Algorithms
data structures and complexity
SWEBOK Ch. 13 Section 7
Sorting Algorithms
Paper pieces 23 41 66 20 2 90 9 34 19 40 99
Bubble Sort (two at a time)
Selection Sort (do comparisons to select the lowest number in unsorted sublist and swap it into the end of the sorted sublist) demo
Insertion (get the next number and do comparisons to see where it should be inserted into sorted sublist / beginning to end)
Merge (divide and conquer)
People sort
Folk dance sorting! (intercultural knowledge!)
7. Algorithms and Complexity
Programs are not random pieces of code: they are meticulously written to perform user-expected actions. The guide one uses to compose programs are algorithms, which organize various functions into a series of steps and take into consideration the application domain, the solution strategy, and the data structures being used. An algorithm can be very simple or very complex.
7.1. Overview of Algorithms
Abstractly speaking, algorithms guide the operations of computers and consist of a sequence of actions composed to solve a problem. Alternative definitions include but are not limited to:
• An algorithm is any well-defined computational procedure that takes some value or set of values as input and produces some value or set of values as output.
• An algorithm is a sequence of computational steps that transform the input into the output.
• An algorithm is a tool for solving a wellspecified computation problem.
Of course, different definitions are favored by different people. Though there is no universally accepted definition, some agreement exists that an algorithm needs to be correct, finite (in other words, terminate eventually or one must be able to write it in a finite number of steps), and unambiguous.
7.2. Attributes of Algorithms
The attributes of algorithms are many and often include modularity, correctness, maintainability, functionality, robustness, user-friendliness (i.e. easy to be understood by people), programmer time, simplicity, and extensibility. A commonly emphasized attribute is “performance” or “efficiency” by which we mean both time and resource-usage efficiency while generally emphasizing the time axis. To some degree, efficiency determines if an algorithm is feasible or impractical. For example, an algorithm that takes one hundred years to terminate is virtually useless and is even considered incorrect.
7.3. Algorithmic Analysis
Analysis of algorithms is the theoretical study of computer-program performance and resource usage; to some extent it determines the goodness of an algorithm. Such analysis usually abstracts away the particular details of a specific computer and focuses on the asymptotic, machine-independent analysis.
There are three basic types of analysis. In worst-case analysis, one determines the maximum time or resources required by the algorithm on any input of size n. In average-case analysis, one determines the expected time or resources required by the algorithm over all inputs of size n; in performing average-case analysis, one often needs to make assumptions on the statistical distribution of inputs. The third type of analysis is the best-case analysis, in which one determines the minimum time or resources required by the algorithm on any input of size n. Among the three types of analysis, average-case analysis is the most relevant but also the most difficult to perform.

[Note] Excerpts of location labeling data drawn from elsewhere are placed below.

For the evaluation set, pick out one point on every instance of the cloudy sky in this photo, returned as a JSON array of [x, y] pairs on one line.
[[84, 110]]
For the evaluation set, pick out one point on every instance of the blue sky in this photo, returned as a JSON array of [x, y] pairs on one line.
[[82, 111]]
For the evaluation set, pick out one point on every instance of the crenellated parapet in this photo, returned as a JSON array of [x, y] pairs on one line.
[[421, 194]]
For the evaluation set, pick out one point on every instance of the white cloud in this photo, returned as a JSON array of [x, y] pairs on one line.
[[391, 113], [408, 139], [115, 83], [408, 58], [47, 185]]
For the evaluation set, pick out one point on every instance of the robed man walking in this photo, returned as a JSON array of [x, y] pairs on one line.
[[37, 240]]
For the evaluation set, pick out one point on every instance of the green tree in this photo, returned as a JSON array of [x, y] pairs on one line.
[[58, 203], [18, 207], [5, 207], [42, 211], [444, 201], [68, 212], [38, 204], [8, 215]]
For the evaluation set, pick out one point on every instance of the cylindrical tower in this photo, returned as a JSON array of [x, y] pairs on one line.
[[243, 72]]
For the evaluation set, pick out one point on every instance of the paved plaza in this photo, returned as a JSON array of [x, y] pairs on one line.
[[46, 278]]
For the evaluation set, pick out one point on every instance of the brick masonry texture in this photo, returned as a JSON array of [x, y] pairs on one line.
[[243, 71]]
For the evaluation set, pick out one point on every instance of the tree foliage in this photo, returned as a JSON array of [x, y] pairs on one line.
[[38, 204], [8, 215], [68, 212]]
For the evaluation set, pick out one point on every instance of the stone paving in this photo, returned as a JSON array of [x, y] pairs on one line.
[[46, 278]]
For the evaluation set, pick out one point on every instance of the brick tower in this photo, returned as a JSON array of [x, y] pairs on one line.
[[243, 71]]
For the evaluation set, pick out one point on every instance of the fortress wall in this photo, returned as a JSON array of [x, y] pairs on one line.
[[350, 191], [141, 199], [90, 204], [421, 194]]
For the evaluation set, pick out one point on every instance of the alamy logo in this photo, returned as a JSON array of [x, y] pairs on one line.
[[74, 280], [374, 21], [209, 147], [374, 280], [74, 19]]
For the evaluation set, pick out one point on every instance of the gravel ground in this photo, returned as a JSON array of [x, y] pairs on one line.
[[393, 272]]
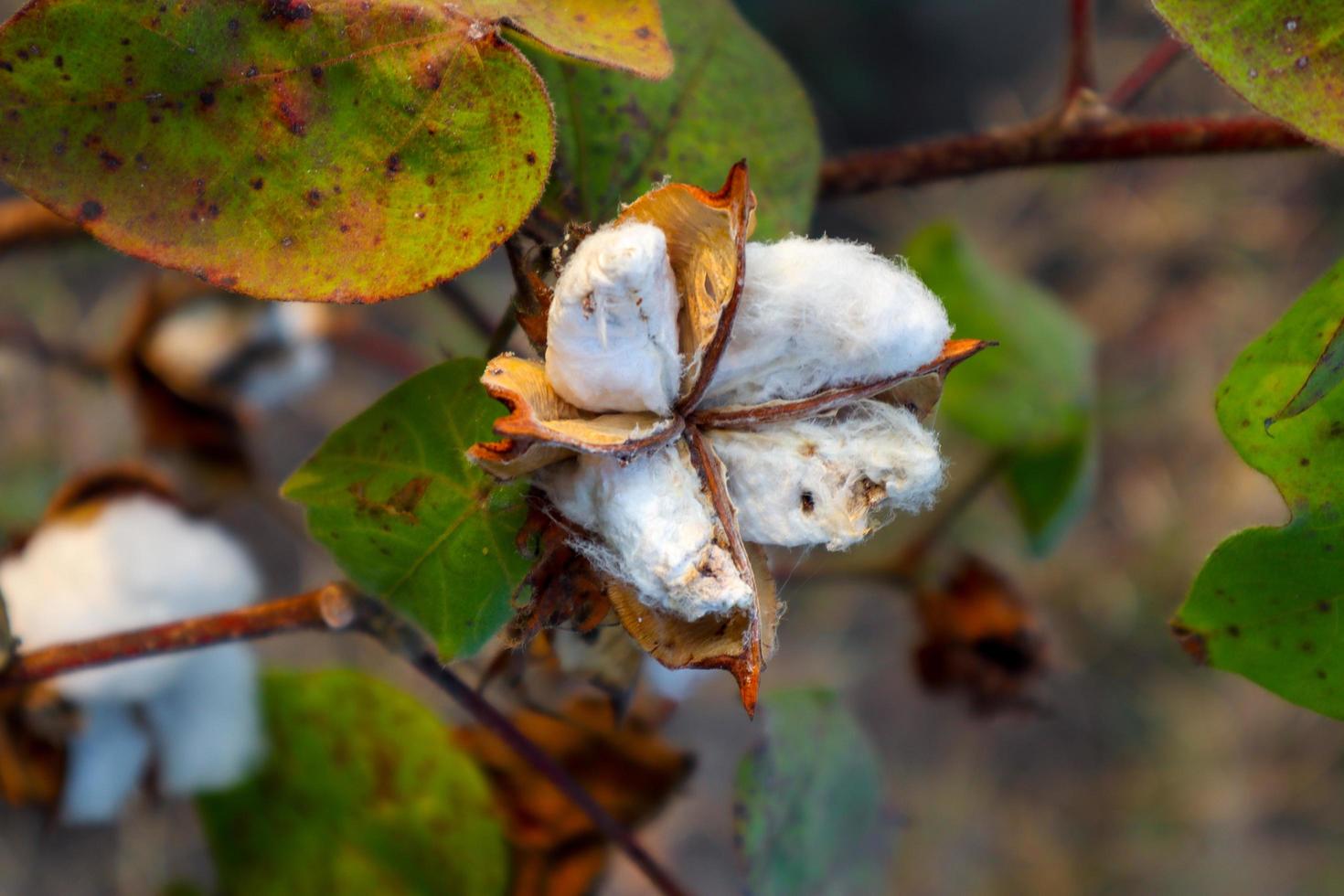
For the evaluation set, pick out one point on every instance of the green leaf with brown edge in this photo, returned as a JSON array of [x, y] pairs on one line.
[[809, 802], [334, 149], [1032, 398], [618, 34], [363, 792], [394, 498], [1267, 602], [730, 97], [1323, 379], [1285, 57]]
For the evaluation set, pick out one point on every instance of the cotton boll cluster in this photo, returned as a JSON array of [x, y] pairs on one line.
[[612, 332], [657, 526], [265, 355], [131, 563], [827, 481], [816, 314]]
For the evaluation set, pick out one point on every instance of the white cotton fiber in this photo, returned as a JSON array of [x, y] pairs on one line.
[[208, 724], [823, 312], [136, 563], [106, 759], [612, 332], [656, 528], [828, 481]]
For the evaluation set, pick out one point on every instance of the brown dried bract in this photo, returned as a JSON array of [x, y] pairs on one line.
[[629, 769], [980, 638]]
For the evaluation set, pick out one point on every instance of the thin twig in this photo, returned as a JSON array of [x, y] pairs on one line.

Besides the basic analysis methods, there are also the amortized analysis, in which one determines the maximum time required by an algorithm over a sequence of operations; and the competitive analysis, in which one determines the relative performance merit of an algorithm against the optimal algorithm (which may not be known) in the same category (for the same operations).

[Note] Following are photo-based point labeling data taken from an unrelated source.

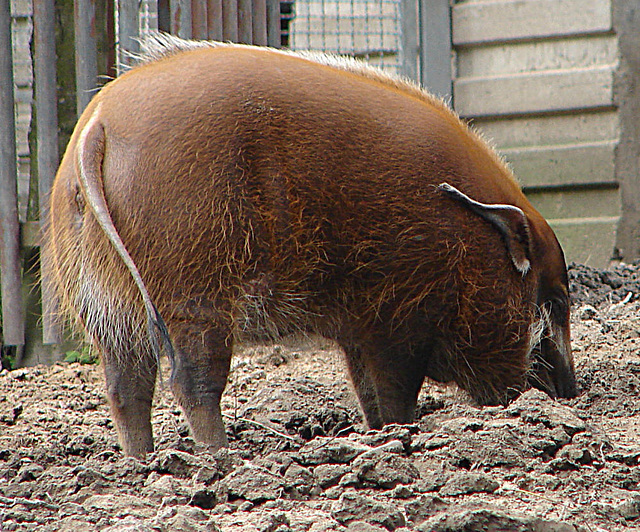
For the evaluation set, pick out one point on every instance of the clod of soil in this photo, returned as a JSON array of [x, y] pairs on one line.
[[301, 460]]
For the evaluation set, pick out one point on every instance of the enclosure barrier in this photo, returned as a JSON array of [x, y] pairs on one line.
[[99, 29]]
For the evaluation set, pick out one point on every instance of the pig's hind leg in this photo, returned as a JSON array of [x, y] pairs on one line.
[[130, 380], [387, 384], [199, 376]]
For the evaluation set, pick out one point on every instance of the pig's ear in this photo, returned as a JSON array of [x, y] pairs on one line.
[[510, 222]]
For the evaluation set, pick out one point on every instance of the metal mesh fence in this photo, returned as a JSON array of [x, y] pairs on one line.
[[369, 29]]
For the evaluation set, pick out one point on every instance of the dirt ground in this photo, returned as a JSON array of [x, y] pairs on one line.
[[301, 460]]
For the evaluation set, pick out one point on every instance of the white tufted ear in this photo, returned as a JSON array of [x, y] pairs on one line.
[[510, 222]]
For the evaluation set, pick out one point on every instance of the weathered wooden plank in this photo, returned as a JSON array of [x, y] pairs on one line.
[[85, 52], [214, 19], [435, 46], [574, 164], [588, 241], [230, 20], [21, 8], [245, 21], [199, 28], [22, 31], [47, 134], [410, 43], [550, 129], [536, 93], [273, 24], [508, 20], [10, 261], [536, 56], [259, 22], [128, 32]]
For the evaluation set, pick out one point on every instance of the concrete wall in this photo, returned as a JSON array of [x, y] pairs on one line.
[[22, 30], [541, 79]]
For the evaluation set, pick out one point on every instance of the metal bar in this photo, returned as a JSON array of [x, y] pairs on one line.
[[44, 45], [273, 24], [230, 20], [10, 261], [435, 46], [128, 33], [199, 23], [164, 16], [259, 22], [409, 49], [214, 20], [84, 15], [181, 18], [245, 21]]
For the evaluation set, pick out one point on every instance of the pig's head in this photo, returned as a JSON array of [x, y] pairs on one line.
[[537, 256]]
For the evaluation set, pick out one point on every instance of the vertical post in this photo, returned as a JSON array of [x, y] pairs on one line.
[[245, 21], [10, 262], [181, 18], [435, 46], [214, 19], [199, 29], [259, 14], [409, 49], [128, 33], [44, 44], [273, 23], [230, 20], [84, 14], [164, 16]]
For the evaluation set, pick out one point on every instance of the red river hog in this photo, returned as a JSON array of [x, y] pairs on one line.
[[222, 193]]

7.4. Algorithmic Design Strategies
The design of algorithms generally follows one of the following strategies: brute force, divide and conquer, dynamic programming, and greedy selection.

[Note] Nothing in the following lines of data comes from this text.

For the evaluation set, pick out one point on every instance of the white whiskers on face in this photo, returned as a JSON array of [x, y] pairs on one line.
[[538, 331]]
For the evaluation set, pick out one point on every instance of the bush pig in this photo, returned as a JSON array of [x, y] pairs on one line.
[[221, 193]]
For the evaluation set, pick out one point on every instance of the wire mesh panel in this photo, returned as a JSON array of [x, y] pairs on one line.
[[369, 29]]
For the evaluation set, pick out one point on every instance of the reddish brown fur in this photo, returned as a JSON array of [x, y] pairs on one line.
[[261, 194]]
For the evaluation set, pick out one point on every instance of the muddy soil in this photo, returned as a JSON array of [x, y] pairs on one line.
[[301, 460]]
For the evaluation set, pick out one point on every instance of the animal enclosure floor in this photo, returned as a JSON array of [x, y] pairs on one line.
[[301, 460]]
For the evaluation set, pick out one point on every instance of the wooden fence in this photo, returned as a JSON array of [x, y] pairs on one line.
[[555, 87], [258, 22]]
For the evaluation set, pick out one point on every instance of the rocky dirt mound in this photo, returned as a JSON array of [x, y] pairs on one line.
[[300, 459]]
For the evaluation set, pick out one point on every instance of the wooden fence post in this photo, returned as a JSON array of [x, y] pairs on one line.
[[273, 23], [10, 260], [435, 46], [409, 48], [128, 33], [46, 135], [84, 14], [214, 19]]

The brute force strategy is actually a no-strategy. It exhaustively tries every possible way to tackle a problem. If a problem has a solution, this strategy is guaranteed to find it; however, the time expense may be too high.
The divide and conquer strategy improves on the brute force strategy by dividing a big problem into smaller, homogeneous problems. It solves the big problem by recursively solving the smaller problems and combing the solutions to the smaller problems to form the solution to the big problem. The underlying assumption for divide and conquer is that smaller problems are easier to solve.
The dynamic programming strategy improves on the divide and conquer strategy by recognizing that some of the sub-problems produced by division may be the same and thus avoids solving the same problems again and again. This elimination of redundant subproblems can dramatically improve efficiency.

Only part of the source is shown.